Maakte die ingesteldheid van jou een rebelse tiener?
“Ik was en ben een moeilijk mens, ik weet dat. Mijn moeder nam mijn vriendjes vroeger apart, om hen wat voor te bereiden op mij. En ik excuseer me nu nog minstens een keer per week tegenover mijn gezin: ‘sorry dat jullie bij mij terechtgekomen zijn’. Maar ik heb ook een hele leuke kant die tegenwicht biedt aan dat moeilijke. En die twee probeer ik in evenwicht te houden. Want als schrijver put ik uit mijn donkere kant, maar ik ben ook moeder en mijn gezin is heel belangrijk voor me.
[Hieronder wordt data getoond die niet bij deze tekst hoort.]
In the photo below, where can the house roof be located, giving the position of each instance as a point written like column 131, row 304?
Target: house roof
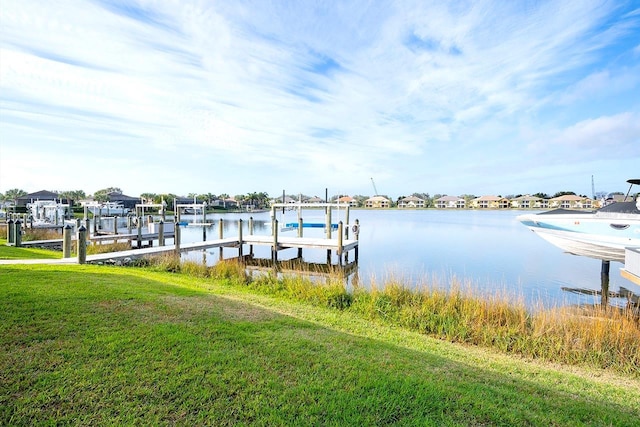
column 345, row 199
column 41, row 195
column 490, row 198
column 377, row 199
column 449, row 199
column 119, row 197
column 526, row 197
column 569, row 198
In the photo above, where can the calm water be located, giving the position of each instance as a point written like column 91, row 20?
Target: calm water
column 489, row 250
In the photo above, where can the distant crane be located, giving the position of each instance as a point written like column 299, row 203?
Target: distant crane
column 375, row 190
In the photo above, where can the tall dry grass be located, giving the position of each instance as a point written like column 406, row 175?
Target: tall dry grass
column 601, row 337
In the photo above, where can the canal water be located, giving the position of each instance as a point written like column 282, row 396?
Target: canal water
column 488, row 251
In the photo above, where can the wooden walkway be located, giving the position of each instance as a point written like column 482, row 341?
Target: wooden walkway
column 230, row 242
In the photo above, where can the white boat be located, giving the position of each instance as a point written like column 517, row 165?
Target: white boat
column 46, row 213
column 603, row 234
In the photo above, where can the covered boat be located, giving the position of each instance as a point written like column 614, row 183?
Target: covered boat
column 603, row 234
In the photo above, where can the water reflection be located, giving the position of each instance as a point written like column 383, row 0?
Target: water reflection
column 489, row 250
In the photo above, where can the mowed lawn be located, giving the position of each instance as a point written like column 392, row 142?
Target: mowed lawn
column 98, row 345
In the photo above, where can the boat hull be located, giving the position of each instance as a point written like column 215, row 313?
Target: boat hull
column 603, row 237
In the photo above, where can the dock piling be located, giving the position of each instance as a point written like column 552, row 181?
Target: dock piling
column 66, row 241
column 82, row 245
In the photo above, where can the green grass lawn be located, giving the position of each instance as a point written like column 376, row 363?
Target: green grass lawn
column 98, row 345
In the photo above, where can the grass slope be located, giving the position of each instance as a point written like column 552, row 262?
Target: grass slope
column 108, row 345
column 11, row 252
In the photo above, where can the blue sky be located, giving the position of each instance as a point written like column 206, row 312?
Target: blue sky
column 459, row 97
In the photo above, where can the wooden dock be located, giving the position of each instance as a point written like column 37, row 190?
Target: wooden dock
column 631, row 269
column 337, row 246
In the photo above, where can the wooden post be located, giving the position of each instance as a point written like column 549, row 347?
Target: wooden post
column 328, row 231
column 240, row 238
column 356, row 234
column 220, row 236
column 346, row 221
column 604, row 283
column 176, row 239
column 251, row 234
column 11, row 237
column 82, row 245
column 66, row 241
column 340, row 242
column 274, row 248
column 161, row 233
column 139, row 232
column 300, row 233
column 18, row 233
column 96, row 219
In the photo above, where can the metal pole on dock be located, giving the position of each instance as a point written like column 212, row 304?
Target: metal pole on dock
column 82, row 245
column 66, row 241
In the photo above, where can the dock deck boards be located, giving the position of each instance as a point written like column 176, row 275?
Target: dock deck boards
column 283, row 243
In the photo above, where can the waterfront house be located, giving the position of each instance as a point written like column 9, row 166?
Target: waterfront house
column 490, row 202
column 125, row 201
column 42, row 196
column 348, row 200
column 411, row 202
column 450, row 202
column 377, row 202
column 571, row 201
column 526, row 202
column 313, row 200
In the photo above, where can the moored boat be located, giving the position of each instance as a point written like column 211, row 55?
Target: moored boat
column 603, row 234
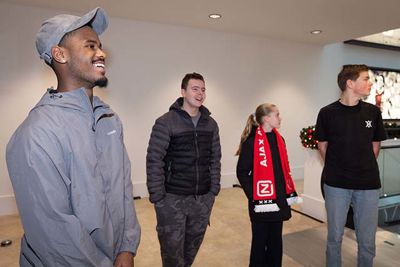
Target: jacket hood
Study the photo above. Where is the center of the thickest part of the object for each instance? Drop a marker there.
(177, 106)
(76, 99)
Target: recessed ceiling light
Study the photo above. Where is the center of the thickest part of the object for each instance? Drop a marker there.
(316, 32)
(388, 33)
(215, 16)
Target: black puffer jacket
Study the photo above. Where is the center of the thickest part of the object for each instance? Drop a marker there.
(244, 172)
(183, 159)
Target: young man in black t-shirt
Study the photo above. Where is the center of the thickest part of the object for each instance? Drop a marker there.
(349, 132)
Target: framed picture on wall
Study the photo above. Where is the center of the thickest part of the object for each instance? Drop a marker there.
(385, 92)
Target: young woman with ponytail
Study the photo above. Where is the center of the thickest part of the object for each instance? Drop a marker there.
(264, 173)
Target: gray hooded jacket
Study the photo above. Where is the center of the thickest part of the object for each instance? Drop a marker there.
(72, 182)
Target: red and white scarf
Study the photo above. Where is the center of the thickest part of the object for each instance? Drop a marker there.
(264, 190)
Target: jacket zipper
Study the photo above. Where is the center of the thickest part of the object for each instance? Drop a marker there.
(197, 162)
(169, 171)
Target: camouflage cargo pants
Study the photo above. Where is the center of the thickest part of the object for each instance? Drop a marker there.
(181, 224)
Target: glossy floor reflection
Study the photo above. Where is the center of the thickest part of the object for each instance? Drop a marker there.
(227, 242)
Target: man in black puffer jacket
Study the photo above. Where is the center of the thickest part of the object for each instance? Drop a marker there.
(183, 173)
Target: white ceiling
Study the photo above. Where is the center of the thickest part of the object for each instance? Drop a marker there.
(290, 20)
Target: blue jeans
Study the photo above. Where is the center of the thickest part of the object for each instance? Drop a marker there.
(365, 207)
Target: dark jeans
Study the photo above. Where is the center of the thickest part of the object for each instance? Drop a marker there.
(181, 225)
(266, 244)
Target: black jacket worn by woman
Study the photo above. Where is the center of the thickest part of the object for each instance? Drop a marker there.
(244, 172)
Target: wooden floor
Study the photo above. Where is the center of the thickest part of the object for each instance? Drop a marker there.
(227, 242)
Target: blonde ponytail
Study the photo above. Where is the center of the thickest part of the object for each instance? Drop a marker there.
(253, 121)
(246, 132)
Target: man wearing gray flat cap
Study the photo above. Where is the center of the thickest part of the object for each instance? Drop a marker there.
(67, 161)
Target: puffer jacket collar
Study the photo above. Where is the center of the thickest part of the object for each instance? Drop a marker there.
(177, 106)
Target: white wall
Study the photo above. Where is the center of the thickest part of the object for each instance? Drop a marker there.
(146, 63)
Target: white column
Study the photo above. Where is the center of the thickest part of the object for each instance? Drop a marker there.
(313, 202)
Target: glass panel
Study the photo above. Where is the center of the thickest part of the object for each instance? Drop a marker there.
(389, 167)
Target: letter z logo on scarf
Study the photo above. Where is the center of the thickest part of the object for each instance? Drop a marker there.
(265, 188)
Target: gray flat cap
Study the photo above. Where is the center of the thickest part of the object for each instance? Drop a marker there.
(54, 29)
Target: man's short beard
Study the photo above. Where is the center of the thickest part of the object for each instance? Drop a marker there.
(101, 82)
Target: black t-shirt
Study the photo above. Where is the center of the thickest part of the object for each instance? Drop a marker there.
(350, 130)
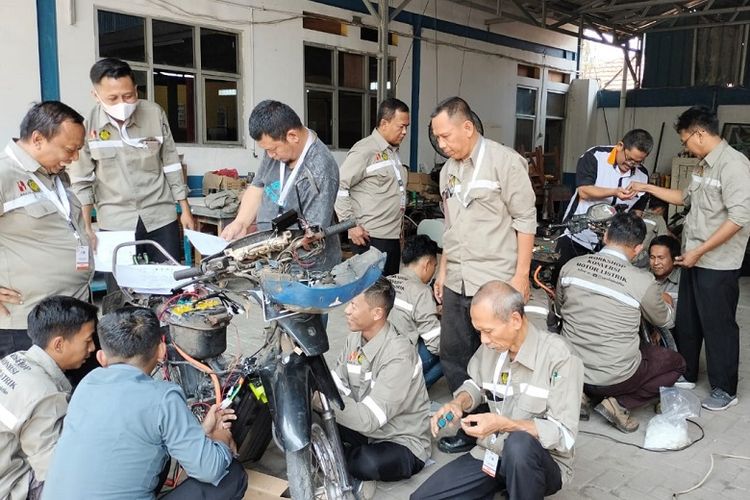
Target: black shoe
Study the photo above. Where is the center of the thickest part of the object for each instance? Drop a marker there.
(457, 444)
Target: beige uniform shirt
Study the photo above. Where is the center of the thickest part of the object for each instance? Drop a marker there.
(37, 244)
(414, 312)
(601, 298)
(719, 191)
(372, 187)
(34, 396)
(383, 390)
(542, 384)
(655, 226)
(136, 173)
(480, 238)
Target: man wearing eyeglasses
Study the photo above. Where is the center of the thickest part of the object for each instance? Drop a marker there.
(603, 175)
(716, 232)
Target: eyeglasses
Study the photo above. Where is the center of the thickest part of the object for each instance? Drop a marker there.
(684, 143)
(630, 161)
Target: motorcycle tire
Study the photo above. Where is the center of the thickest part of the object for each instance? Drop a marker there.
(252, 429)
(315, 471)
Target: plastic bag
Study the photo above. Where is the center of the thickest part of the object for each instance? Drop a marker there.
(668, 431)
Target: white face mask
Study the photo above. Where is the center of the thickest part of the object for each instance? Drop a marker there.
(120, 111)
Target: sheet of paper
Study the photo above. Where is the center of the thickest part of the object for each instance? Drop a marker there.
(106, 241)
(156, 279)
(207, 244)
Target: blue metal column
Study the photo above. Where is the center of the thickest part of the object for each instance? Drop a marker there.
(416, 67)
(46, 21)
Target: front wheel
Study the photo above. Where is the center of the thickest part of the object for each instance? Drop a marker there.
(315, 472)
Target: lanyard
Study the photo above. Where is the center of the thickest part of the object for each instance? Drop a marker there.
(59, 199)
(496, 377)
(292, 178)
(400, 180)
(464, 197)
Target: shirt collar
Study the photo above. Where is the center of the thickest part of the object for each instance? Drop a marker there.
(104, 118)
(713, 156)
(380, 142)
(40, 357)
(27, 162)
(373, 347)
(674, 276)
(614, 253)
(474, 156)
(409, 274)
(527, 353)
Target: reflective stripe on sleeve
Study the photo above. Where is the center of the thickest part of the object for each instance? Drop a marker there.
(435, 332)
(172, 167)
(376, 410)
(339, 384)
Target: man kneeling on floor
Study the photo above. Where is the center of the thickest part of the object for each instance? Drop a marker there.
(601, 298)
(532, 383)
(34, 392)
(122, 427)
(415, 313)
(384, 425)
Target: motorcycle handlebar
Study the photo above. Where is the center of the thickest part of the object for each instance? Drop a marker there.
(340, 227)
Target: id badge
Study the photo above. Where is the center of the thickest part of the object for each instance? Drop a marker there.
(489, 465)
(82, 258)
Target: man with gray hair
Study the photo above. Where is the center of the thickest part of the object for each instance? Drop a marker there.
(372, 187)
(297, 172)
(44, 247)
(124, 426)
(490, 222)
(532, 382)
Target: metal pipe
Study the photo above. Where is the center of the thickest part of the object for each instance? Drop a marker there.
(383, 51)
(623, 95)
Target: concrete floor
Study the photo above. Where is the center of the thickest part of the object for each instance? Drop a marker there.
(604, 469)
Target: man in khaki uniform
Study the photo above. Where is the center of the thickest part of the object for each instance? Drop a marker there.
(601, 298)
(34, 392)
(43, 245)
(385, 421)
(714, 241)
(414, 312)
(531, 381)
(129, 168)
(372, 186)
(490, 221)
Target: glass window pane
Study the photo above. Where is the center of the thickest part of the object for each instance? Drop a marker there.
(372, 72)
(555, 104)
(350, 119)
(318, 65)
(320, 114)
(175, 93)
(351, 70)
(524, 134)
(526, 101)
(219, 50)
(221, 110)
(173, 44)
(121, 36)
(373, 112)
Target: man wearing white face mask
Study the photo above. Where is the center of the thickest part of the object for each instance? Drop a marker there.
(129, 168)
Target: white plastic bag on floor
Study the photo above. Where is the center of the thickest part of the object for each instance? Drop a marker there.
(668, 431)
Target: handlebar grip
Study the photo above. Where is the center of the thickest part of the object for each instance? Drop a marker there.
(184, 274)
(340, 227)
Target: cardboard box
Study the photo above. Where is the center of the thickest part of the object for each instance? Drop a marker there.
(213, 183)
(263, 487)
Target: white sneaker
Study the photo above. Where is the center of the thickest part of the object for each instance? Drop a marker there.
(682, 383)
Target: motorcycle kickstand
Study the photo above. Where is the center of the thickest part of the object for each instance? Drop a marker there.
(329, 423)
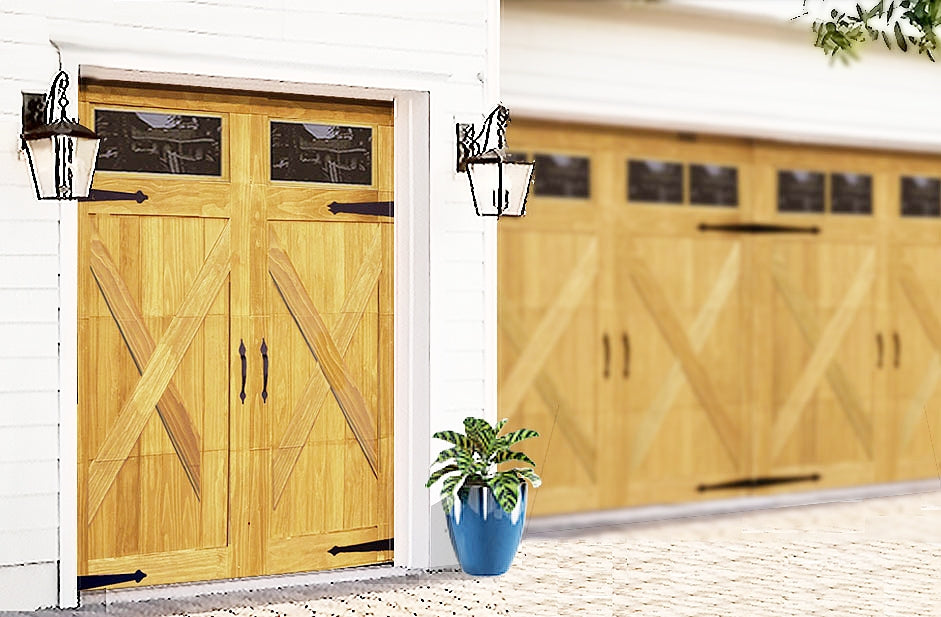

Dus nu het boek af is, sluit ik de deur naar mijn oeremoties weer voor een tijdje af.” (lacht)
“Ik merk dat de moeder Lara níét samenvalt met de schrijfster Lara”
Was een gezin hebben, kinderen krijgen, belangrijk voor je?
“Heel extreem zelfs. Op mijn zestiende heb ik een heel scoutskamp lang met een bal onder mijn trui rondgelopen. Ik was verliefd en ik wilde een baby, punt. (lacht) Maar het moest ooit gebeuren in elk geval, en gelukkig ging mijn man daarin mee. Hij is zes jaar ouder dan ik, toen ik op mijn 24ste zwanger werd, was hij daar ook echt wel klaar voor. Ik heb wel altijd gedacht dat ik minstens vier kinderen zou krijgen. Ik zag in mezelf zo’n moeder die een theaterstuk zou regisseren, terwijl ze een appeltje schilt voor het kind op haar schoot en er nog een stuk of wat aan haar voeten spelen. Want zo zag ik het ook wel rond mij toen ik jong was en veel in theatermiddens zat. Maar ik stel vast dat me dat met mijn eigen kinderen niet lukt. De moeder Lara valt níét samen met de schrijfster Lara. Als ik een lezing ga geven, moet ik de schrijfster kunnen zijn, en is er voor mijn kinderen eventjes geen plaats. En omgekeerd. Misschien net doordat ik beide rollen heel erg ter harte neem? Ik weet het niet.”
Vier je je verjaardagen?
“Nooit! En dat heeft niks met de getallen te maken, het zegt me gewoon niks. Toen ik dertig werd, had ik het wel even moeilijk. Maar dan eerder omdat ik me vroeger altijd had voorgesteld dat ik op mijn dertigste een vrouw van de wereld zou zijn, met een carrière, een mooie auto… En dat bleek toch niet echt te kloppen met de werkelijkheid toen het zover was. Ik had in mijn ogen juist nog niks verwezenlijkt! Dat heeft me dus wel een extra zetje gegeven om mijn eerste boek te schrijven, alsof ik nu toch eindelijk moest bewijzen dat ik dat kon. Maar ouder worden op zich doet me weinig. Veertig worden, daar kijk ik zelfs naar uit. Vrouwen van veertig vind ik mooi. Af en toe duikt nu wel weer de gedachte op aan een derde kind. Omdat het nu of nooit zou zijn. Maar ik ben niet van plan eraan toe te geven, die tijd beschouw ik als voorbij.”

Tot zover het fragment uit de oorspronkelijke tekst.